El Dr. Blair imaginó proveerle de una nariz artificial

Terminada felizmente la operación, ocurrió que el operado no podía articular palabra. El Dr. Blair imaginó proveerle de una nariz artificial.

¿Hablarán los monos?

No se trata aquí de descubrir el lenguaje elementalísimo que las diferentes especies de cuadrumanos empleen para entenderse entre sí. Esto no ofrecería ya novedad: pues son ya varios los que pretenden haber descubierto el lenguaje, no solo de ciertos monos, sino aun de otros animales inferiores.

Se trata de enseñarles a hablar nuestros idiomas humanos.

Tal es la tarea que ha emprendido un médico norteamericano, el Dr. Blair.

Hace algún tiempo practicaba este a un enfermo la ablación de la nariz. Terminada felizmente la operación, ocurrió que el operado no podía articular palabra. El Dr. Blair imaginó proveerle de una nariz artificial. Así lo hizo y el hombre en cuestión pudo volver a expresarse con bastante claridad.

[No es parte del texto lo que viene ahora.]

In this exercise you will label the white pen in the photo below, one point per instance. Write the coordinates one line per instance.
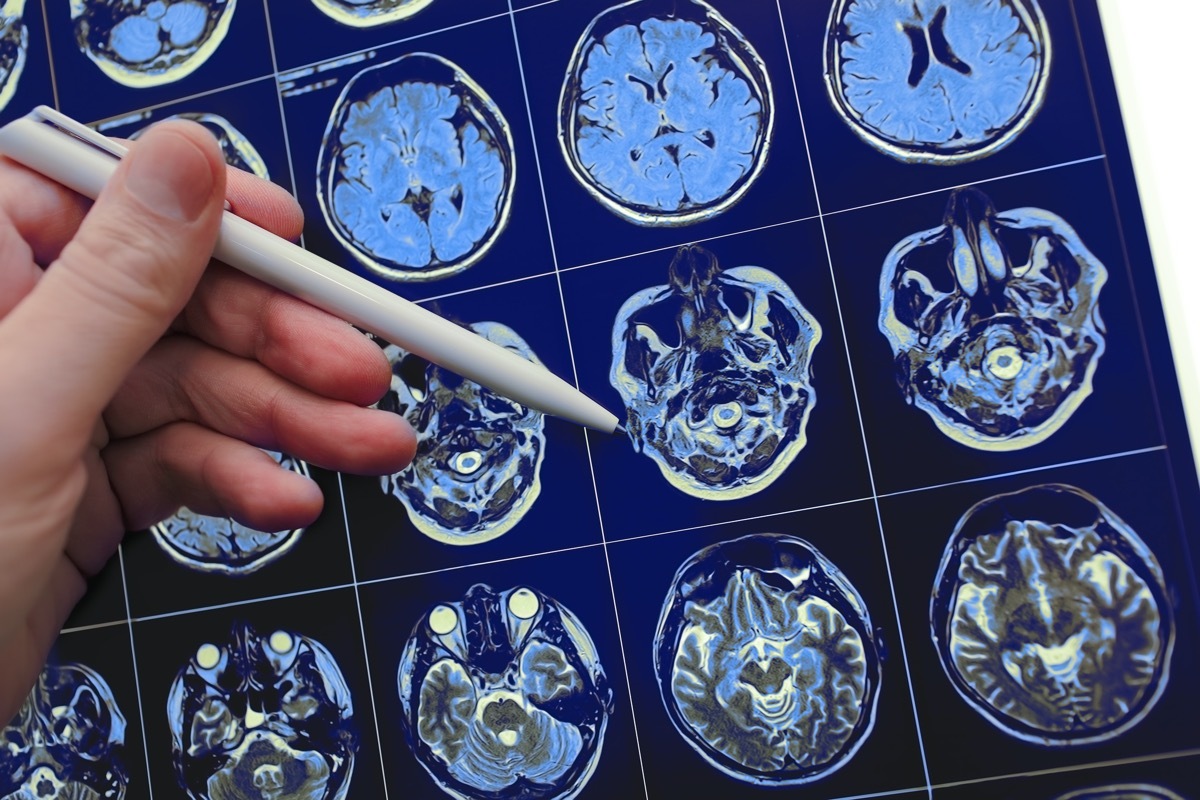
(82, 160)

Entonces el Dr. Blair se dijo: desde el momento en que la ablación o restitución de la nariz quita o devuelve la facultad de habla, en el sentido puramente fonético de la palabra, basta proporcionar a un mono artificialmente dicho órgano, para que este pueda articular como los hombres, o muy aproximadamente.

Con plena fe en su idea adquirió dos soberbios orangutanes. Durante un cierto periodo los ha estado acostumbrando a oir la palabra humana; y ahora se dispone a colocarles la nariz postiza para llevar a término su experimento.

Cualquiera que sea su resultado, es preciso reconocer que, en principio, nada hay de absurdo en lo que busca el doctor yanqui, puesto que si se prescinde de la parte intelectual de la palabra y se atiende únicamente al fenómeno fisiológico y fonético, animales mucho menos perfectos que el mono, como son los loros, son capaces de articularla.

Trátase, pues, de un experimento serio.